In trading, sentiments offered by other investors are traders are very important in determining the market moves. This is simply because any person trading the market has his own opinion on the future price of the shares, currencies, or commodities. At times, the majority of the traders might be wrong while at other times, they might be correct. These market participants include: the commercial traders (hedgers), non-commercial traders, and retail traders. The Commitment of Traders (COT) report is released on a weekly basis and is used by traders to evaluate the general outlook of the market.
Personal sentiments matter
As stated above, these sentiments are important but not always satisfactory to traders. For instance, assuming that 80% of the market participants believe in going long EURUSD, and then something significant such as an interest rate decision is announced, then the minority will have their say. The key thing here is for investors and traders to believe in their analysis and their opinions. Before entering, exiting or holding a particular asset, it is important to conduct a good analysis, based on the fundamental or technical indicators. If you believe that the EURUSD will go up, then you should go long regardless of what the COT report says. In fact, many investors have lost a lot of money by following these sentiments. In COT, hedgers, who are also known as the commercial traders’ intention is to shield themselves against a sudden unexpected price movement on an asset. For instance, if a sudden interest rate decision is made, the fact is that the market will react suddenly and many people will lose money. To avoid this situation, the commercial traders will always put in place measures to protect their money. In many cases, the hedgers are usually very bullish when the market is at the lows and very bearish when an asset is trading in the highs. When it’s at the lows, they believe that chances are high that the market will undergo a reversal. Investment banks and large hedge funds are also put in this category because they want to protect themselves from these sudden changes. On the other hand, large speculators or non-commercial institutions are never interested in holding an asset. Their goal is to enter a market, make a good profit and exit immediately. They are different from hedgers who want to hold an asset for a few months or years. The goal of the large speculators is to identify a trend and then bet that the trend will go on and then enter the position. These individuals and companies mostly participate in the futures markets because they have huge sums of money. For this reason, in checking the Commitment of Traders, the decisions that they make are critical and have a huge chance of moving the market. In addition, they commonly use the moving averages to study the trend. Finally, the retail traders are the smaller market participants who are mostly on the wrong side of the market. Their sentiments are never all that essential to the market meaning that they can’t move the market.
How to interpret the COT report
To explain this section, I will use the chart below.

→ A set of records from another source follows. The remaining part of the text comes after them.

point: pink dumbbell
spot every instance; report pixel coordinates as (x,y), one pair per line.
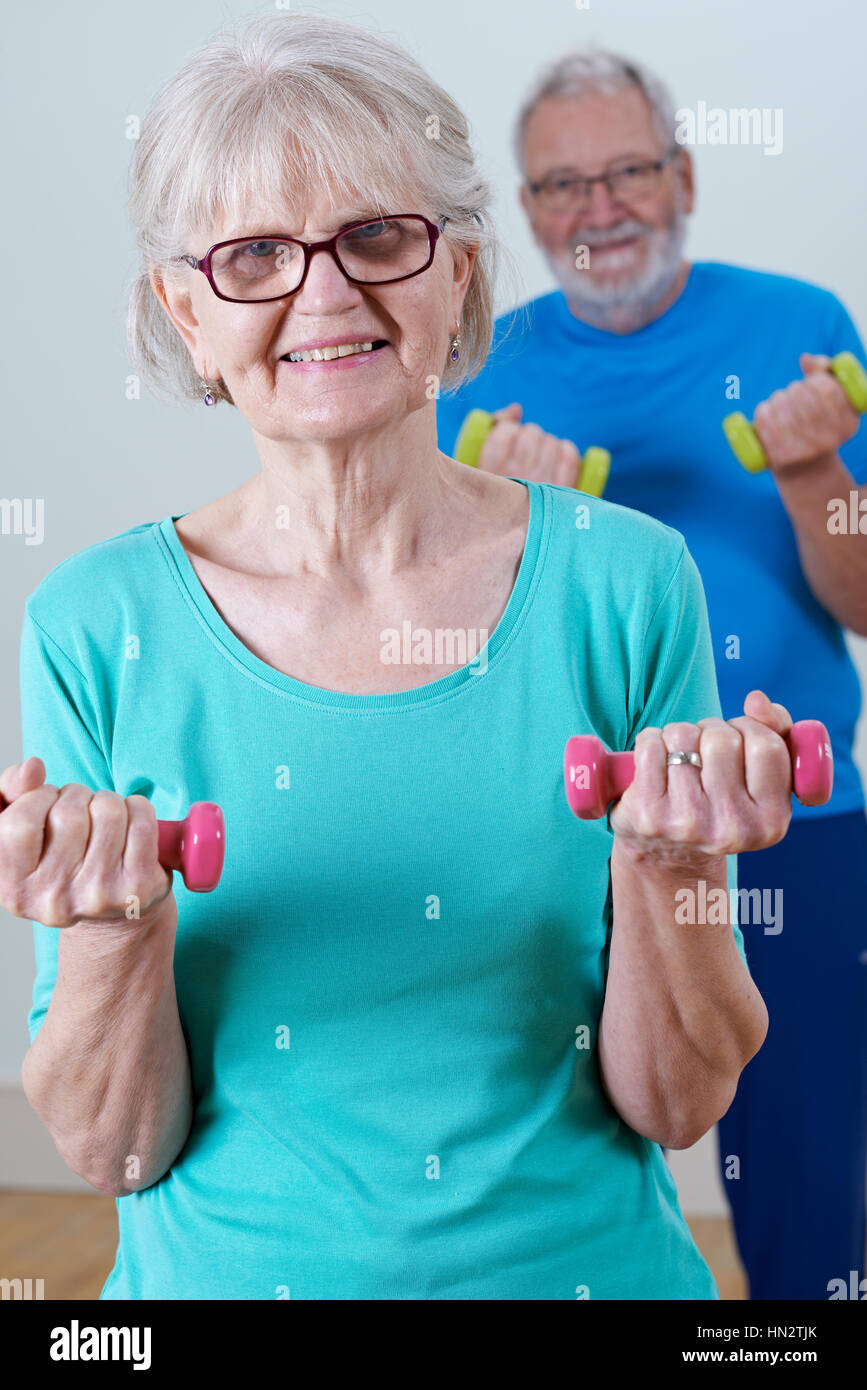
(593,777)
(195,845)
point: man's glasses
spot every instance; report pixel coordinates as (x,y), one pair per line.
(377,252)
(631,182)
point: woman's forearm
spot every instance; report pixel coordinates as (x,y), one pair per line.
(681,1015)
(109,1070)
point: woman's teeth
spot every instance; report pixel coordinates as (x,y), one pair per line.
(327,353)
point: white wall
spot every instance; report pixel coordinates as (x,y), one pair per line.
(104,463)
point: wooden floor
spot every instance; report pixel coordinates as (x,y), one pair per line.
(70,1241)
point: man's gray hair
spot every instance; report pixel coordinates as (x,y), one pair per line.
(596,70)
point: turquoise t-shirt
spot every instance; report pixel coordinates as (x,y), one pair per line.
(656,399)
(385,997)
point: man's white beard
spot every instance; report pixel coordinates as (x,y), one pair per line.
(627,299)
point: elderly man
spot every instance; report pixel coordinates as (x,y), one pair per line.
(645,352)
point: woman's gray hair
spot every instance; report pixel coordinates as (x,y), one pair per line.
(264,116)
(596,70)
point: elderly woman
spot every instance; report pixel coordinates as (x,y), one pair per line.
(428,1034)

To start, I recommend that you ignore the commercial and the retail traders since their actions are not very significant. From the chart, it is clear that the EURUSD pair was on a steady decline in the beginning part of 2008. At the same time, when the increased short positions from the non-commercial traders reduced, the currency pair also decline. Mid-September, the net short positions of the pair went to a 1-low. Afterwards, investors went bullish as the non-commercial traders started buying the pair. The same happened in November when the non-commercial trader’s sentiments changed. In conclusion, it is important to note that the sentiments from the non-commercial traders will not always be correct. Many times, the market has gone against their opinions. A good example happened early this year when the Swiss National Bank (SNB) removed the currency peg. This was a sudden move, one which nobody had anticipated. The market reaction was severe to most investors who had traded the Swiss dominated currencies. Therefore, the key to success when using the COT model is to understand when the extremes have been reached and then make the entry or exit decision. You should use stop losses to limit the losses you make.